Nous ne cherchons pas à invalider le texte de Lévi-Strauss en lui-même, car il s’applique très bien à l’objet qu’il étudie, le chamanisme, nous cherchons à en apercevoir les éventuels flottements conceptuels dès lors qu’on cherche à l’appliquer à l’urgence psychiatrique. En effet, notre démarche consiste à bien distinguer, pour mieux les articuler ensuite, les dimensions symbolique, imaginaire et réelle de la psychiatrie d’urgence380. Or, de ce point de vue, la réflexion de Lévi-Strauss a des limites, d’où notre volonté de l’enrichir et la questionner pour mieux approcher notre phénomène.

Ce qui n’est pas très clair dans les propos de l’anthropologue, c’est dans quel rapport se situe l’efficacité symbolique : s’agit-il d’une remédiation entre réel et symbolique, entre symbolique et imaginaire, entre réel et imaginaire ou entre les trois instances ? La question est difficile à trancher car, précisément, symbolique et imaginaire n’y sont pas différenciés. Plutôt, la distinction entre les deux instances n’a peut-être pas de sens ou de raison d’être pour l’anthropologue. Aussi, la dimension du réel n’est pas clairement introduite, sinon à travers la question de l’informulable de la souffrance du corps. Or, une définition du réel se fonde aussi sur une possibilité de distinguer clairement symbolique et imaginaire. Dans la cure chamanique, il pourrait apparaître que l’efficacité symbolique consiste en une symbolisation du réel, à une mise en sens d’un événement de corps qui était sans signification avant l’intervention du chaman. D’un autre côté, l’intervention du chaman semble se dérouler dans l’imaginaire puisque la parturiente reconstruit une image cohérente de son corps à partir d’un récit du chaman. Autrement dit, il ne s’agit pas, comme dans l’expérience psychanalytique, de faire l’expérience, pour l’accepter, du manque à être qui passe par le manque à dire, consubstantiel au fait que le sujet existe dans le langage. Le discours du chaman n’est ainsi pas tant une réintroduction à la logique symbolique381 que l’invitation à accéder à une vérité univoque qui explique la souffrance singulière comme le monde. S’il s’agissait vraiment d’une opération symbolique, la vérité n’aurait pas la même valeur. Dans le champ du symbolique, en effet, il n’y a que de l’équivoque.

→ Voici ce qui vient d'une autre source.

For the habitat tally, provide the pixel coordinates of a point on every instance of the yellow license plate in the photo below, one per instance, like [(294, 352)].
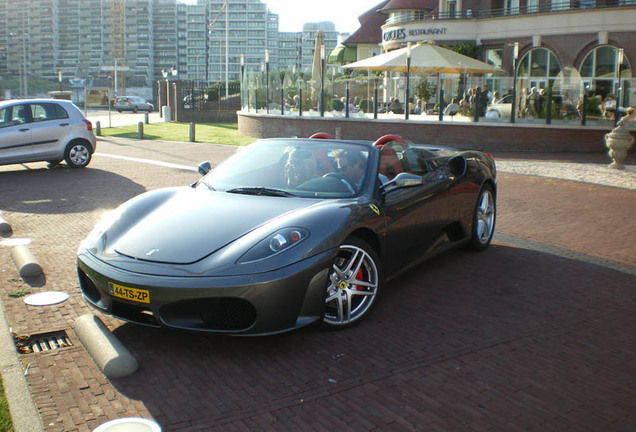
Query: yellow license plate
[(127, 293)]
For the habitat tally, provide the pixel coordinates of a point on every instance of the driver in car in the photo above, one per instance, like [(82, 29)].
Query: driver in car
[(299, 168), (351, 165)]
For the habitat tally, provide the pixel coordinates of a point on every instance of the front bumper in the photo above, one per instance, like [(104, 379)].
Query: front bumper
[(251, 304)]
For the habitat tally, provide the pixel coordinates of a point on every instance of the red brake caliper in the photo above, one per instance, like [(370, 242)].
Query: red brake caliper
[(359, 276)]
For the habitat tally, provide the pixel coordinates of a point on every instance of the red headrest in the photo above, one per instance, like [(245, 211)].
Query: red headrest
[(321, 135)]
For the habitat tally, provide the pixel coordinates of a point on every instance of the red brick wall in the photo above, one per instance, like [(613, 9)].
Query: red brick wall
[(481, 136)]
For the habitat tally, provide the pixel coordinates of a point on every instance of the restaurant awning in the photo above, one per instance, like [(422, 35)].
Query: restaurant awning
[(342, 54)]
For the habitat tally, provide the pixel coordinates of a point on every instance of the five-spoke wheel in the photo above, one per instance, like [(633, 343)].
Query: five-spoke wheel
[(354, 284), (78, 154), (484, 219)]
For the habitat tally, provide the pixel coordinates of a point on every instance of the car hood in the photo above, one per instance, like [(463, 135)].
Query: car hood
[(184, 225)]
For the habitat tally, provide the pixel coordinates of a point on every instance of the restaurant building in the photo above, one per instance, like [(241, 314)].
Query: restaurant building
[(571, 45)]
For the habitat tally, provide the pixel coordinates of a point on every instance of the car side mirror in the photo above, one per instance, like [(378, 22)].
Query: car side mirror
[(457, 166), (403, 180), (204, 168)]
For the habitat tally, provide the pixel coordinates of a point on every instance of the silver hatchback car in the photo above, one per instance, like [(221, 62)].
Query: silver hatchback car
[(49, 130)]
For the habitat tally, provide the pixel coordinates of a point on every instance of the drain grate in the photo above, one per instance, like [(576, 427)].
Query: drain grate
[(42, 342)]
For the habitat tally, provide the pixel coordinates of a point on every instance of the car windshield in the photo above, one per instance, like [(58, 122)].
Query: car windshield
[(295, 167)]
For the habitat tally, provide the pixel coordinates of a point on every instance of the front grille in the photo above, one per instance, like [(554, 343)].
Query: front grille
[(220, 314), (88, 287), (133, 313)]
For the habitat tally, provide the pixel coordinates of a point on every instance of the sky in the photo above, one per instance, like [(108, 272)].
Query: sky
[(292, 14)]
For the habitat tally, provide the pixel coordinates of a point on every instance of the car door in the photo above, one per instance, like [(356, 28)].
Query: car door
[(419, 216), (15, 134), (50, 127)]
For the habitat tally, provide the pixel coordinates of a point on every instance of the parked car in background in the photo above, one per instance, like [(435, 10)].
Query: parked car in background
[(49, 130), (501, 108), (132, 103)]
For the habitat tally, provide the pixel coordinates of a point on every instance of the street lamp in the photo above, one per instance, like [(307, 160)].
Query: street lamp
[(322, 80), (23, 63), (267, 81), (619, 59), (408, 71), (515, 55), (244, 87)]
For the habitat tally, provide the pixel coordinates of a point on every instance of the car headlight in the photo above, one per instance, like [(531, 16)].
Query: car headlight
[(274, 244)]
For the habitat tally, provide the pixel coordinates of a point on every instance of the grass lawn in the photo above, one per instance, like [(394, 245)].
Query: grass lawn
[(213, 133)]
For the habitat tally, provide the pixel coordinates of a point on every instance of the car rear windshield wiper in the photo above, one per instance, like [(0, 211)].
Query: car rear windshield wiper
[(261, 191)]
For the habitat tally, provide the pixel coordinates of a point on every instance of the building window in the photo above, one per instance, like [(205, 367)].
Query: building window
[(599, 71), (538, 68)]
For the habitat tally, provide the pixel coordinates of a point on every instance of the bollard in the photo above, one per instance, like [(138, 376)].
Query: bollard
[(192, 132), (167, 115), (110, 355), (5, 228)]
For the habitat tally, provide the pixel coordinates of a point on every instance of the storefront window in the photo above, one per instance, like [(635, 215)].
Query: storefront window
[(599, 71), (538, 67)]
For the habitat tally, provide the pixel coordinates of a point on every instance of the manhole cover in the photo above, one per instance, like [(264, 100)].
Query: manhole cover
[(41, 342), (46, 298)]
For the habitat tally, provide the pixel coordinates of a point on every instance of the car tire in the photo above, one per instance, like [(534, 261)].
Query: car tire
[(484, 218), (78, 154), (353, 286)]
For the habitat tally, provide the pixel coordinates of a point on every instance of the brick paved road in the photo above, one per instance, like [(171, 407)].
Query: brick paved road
[(506, 340)]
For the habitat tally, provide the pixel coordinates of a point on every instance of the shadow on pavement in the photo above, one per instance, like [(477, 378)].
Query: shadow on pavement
[(449, 337), (62, 190)]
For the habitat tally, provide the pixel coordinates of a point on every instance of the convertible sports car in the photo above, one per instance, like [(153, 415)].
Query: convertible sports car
[(285, 233)]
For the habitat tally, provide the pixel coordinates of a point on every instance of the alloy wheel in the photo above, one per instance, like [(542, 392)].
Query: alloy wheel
[(353, 286)]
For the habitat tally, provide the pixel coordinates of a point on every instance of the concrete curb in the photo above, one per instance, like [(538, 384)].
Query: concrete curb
[(108, 353), (25, 262), (24, 414), (5, 228)]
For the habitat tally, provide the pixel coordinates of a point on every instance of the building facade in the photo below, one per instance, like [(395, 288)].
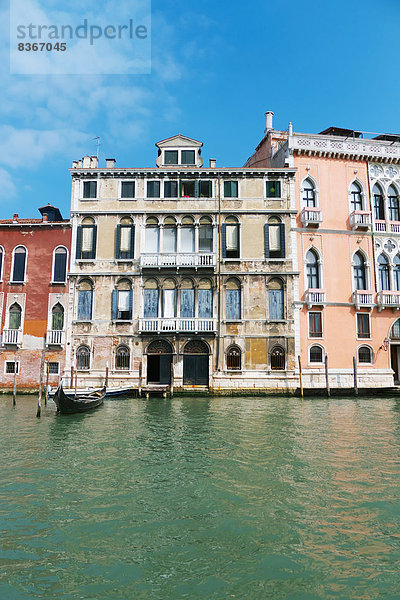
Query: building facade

Il ne s’agit pas de demander à Lévi-Strauss d’être Lacan, mais de saisir, du fait du manque de ces distinctions, la valeur du politique dans la relation de soin.

En fait, comme le symbolique et l’imaginaire sont difficilement distingués chez Lévi-Strauss, cela le conduit à ne pas pouvoir distinguer ce qui, dans l’intervention du politique dans la relation de soin, est de l’ordre de l’institutionnel comme support de médiation (symbolique) et ce qui est de l’ordre de l’idéologie (imaginaire) comme support de pouvoir. Or, dans la psychiatrie d’urgence, si la relation thérapeutique met bien en œuvre l’efficacité symbolique, si elle reconstruit la médiation, elle est aussi orientée par l’idéologie des nouvelles politiques de santé publique. C’est cela que nous allons maintenant tenter d’observer. Nous allons voir dans quelle mesure une forme d’idéologie contemporaine du soin est susceptible de mettre un frein aux tentatives de soin par le symbolique et la communication.

Notes
380.

C’est la logique de la 3e partie de cette thèse, qui cherche à démontrer que la psychiatrie d’urgence est une structure de médiation où s’articulent, selon des modalités particulières que nous éclairons peu à peu, les dimensions réelles, symboliques et imaginaires du phénomène.

381.

Logique symbolique qui est tout de même à l’œuvre dans l’expérience chamanique puisque le propre de la cure chamanique est bien de proposer un signifiant manquant.